Czy zapper nunczako usuwa przeziębienie?
Testowałam na sobie w ostatnich dniach zapper
nunczako Jana Taratajcio. Akurat tak się złożyło, że złapało mnie
przeziębienie.
W interenecie można znaleźć informację, że po
zappowaniu katar przechodzi w ciągu pół h. Ja się zappowałam całą sobotę i
przeziębienie wcale nie ustępowało, ale wchodziło w kolejne fazy. Zapper
odstawiłam, ponieważ mi nie pomógł w likwidacji przeziębienia. Najbardziej
pomogła mi zupa-krem z warzyw (marchewka, pietruszka, seler, cebula, sól,
pieprz), bo już po pierwszej zjedzonej misce tej zupy poczułam się wspaniale i
katar rzeczywiście zaczął ustępować w tempie zadziwiającym.

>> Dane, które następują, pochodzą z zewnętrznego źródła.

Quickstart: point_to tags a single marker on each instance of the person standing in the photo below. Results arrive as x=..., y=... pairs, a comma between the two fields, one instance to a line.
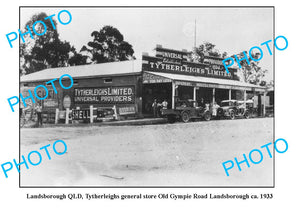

Zastanawiam się, jak dziś bym się czuła (wczoraj
jeszcze pociągająca nosem, a dziś normalnie funkcjonująca, bez cieknącego nosa),
gdybym przedwczoraj nie użyła zappera – czy przeziębienie dłużej by mnie
trzymało, czy może choroba przebiegłaby w takim samym tempie, a może szybciej
by ustąpiła? A może przeziębienie było następstwem zappowania - zapper rozbił patogeny w moim organizmie i dostałam kataru, żeby łatwiej patogeny ze mnie wyszyły?
W moim przypadku na przeziębienie najlepiej działa
wygrzanie się pod grubym kocem, picie dużo płynów i jedzenie lekkostrawnego
jedzenia w postaci warzyw i owoców. Wspaniale wzmocniła mnie herbatka z malin. Zapper mi raczej nie pomógł.